LI DAN
SAMPLES OF AIR
Where is the Sandstorm Going?
Since ancient times, “collecting folk songs”(采风)has been a means of governance in which the central government sends regular officials to localities to collect ballads, and see the success or failure of policies through what people sing. In Chinese language, the word “Feng(风)” has different meanings: wind, spirit, landscape, ballads, etc. From the left-wing poetry movement of the 1930s to the socialist 50s-80s, literati and artists answered the call to “go to the masses”. This movement attempted to reconcile individual creation with social production and to make artists part of the socialist production mechanism.
We could consider “collecting folk songs” as a system of information feedback mechanisms with aesthetic value, it prioritizes productivity over authorship and originality. At the entrance of the exhibition, Li Dan’s video installation A Poem about Bulbullar documents the journey of a collecting trip, showing the pure moment of the birth of a “work of art”, the moment when boundaries between the identity of the folk artist and the grassroots actors blurred. “Collecting folk songs”, or to say, sampling refers to her mode of working, and the purity of the questions raised by sampling constitutes the object of her work.
In the essay-film Denoise, Li Dan called the time that we live in, which has been monopolized by machine vision, human-computer interfaces and algorithms, a “dry world”. The key, she claims, is to recognize its tactic of creating illusions: to set up the sampling criteria, aiming to distinguish between signals and noises, to remove useless, interfering elements, and, finally, to generate a smooth, coherent and “hyperrealistic” surface without noise (or pixels). By correlating sand, the omnipresent material yet often neglected, with noise in information systems, Li Dan discusses the (racial or political) purification in the physical world at the same level as denoising in the digital world. As if it was revenge for impurity, the sandstorm sweeps over satellite maps which are full of geopolitical tensions and blow into the clean rooms that breed the infrastructure of the digital world; yet underneath the dust, something glittered that can't be hidden, such as sequins on sarees for protection from sandstorms, and unknown starbursts that jump out of the fuzzy maps. In the installation work of the same name, the artist uses a combination of various materials such as digital images, photographic equipment, fabrics and broken computer screens, intended to add some glitches and traces to this smooth virtual world.

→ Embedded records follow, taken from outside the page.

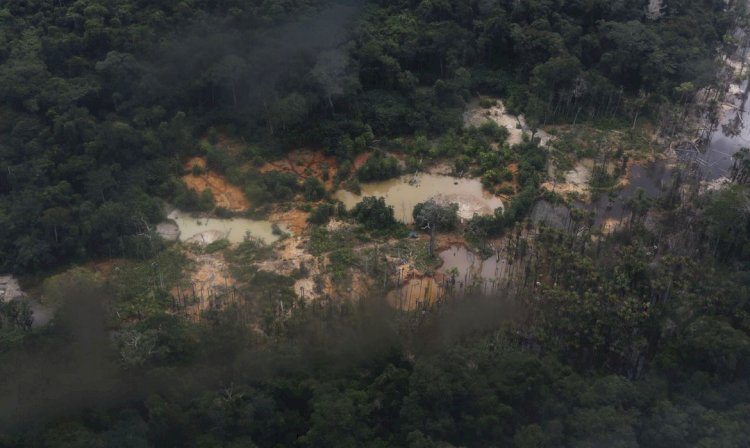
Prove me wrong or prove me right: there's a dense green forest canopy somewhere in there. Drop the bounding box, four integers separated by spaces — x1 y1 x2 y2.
0 0 734 272
0 180 750 448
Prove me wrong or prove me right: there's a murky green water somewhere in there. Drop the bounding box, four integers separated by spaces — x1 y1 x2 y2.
162 210 288 244
335 174 503 224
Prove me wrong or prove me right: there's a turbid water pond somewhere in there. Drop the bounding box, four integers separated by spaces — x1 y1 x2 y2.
157 209 287 244
388 246 509 310
335 174 503 224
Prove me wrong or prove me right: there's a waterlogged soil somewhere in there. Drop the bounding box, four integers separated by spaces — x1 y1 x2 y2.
335 174 503 224
164 209 289 245
464 97 552 146
386 246 510 310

The threads of wind, sand and noise continue in her new piece, More Wind, Noise Wind I. The story takes place in a “periphery” area in the process of digitization, where the spatial relationship between people, herds and the desert when the traditional local knowledge is reconfigured by the Navigation Satellite System; at the same time, the sandstorm is still shaping landscapes, covering up the trajectories of growing cities and living things. Noise cannot be eradicated, just as the microchips installed in the bodies of desert animals do not teach them to alter their survival nature. Using a spectral 3D model of a salt flat, the artist represents what she understands to be the noisy form of the landscape in the age of remote sensing, and places the disorienting, poetic and sacred experience that the desert could ever give in it.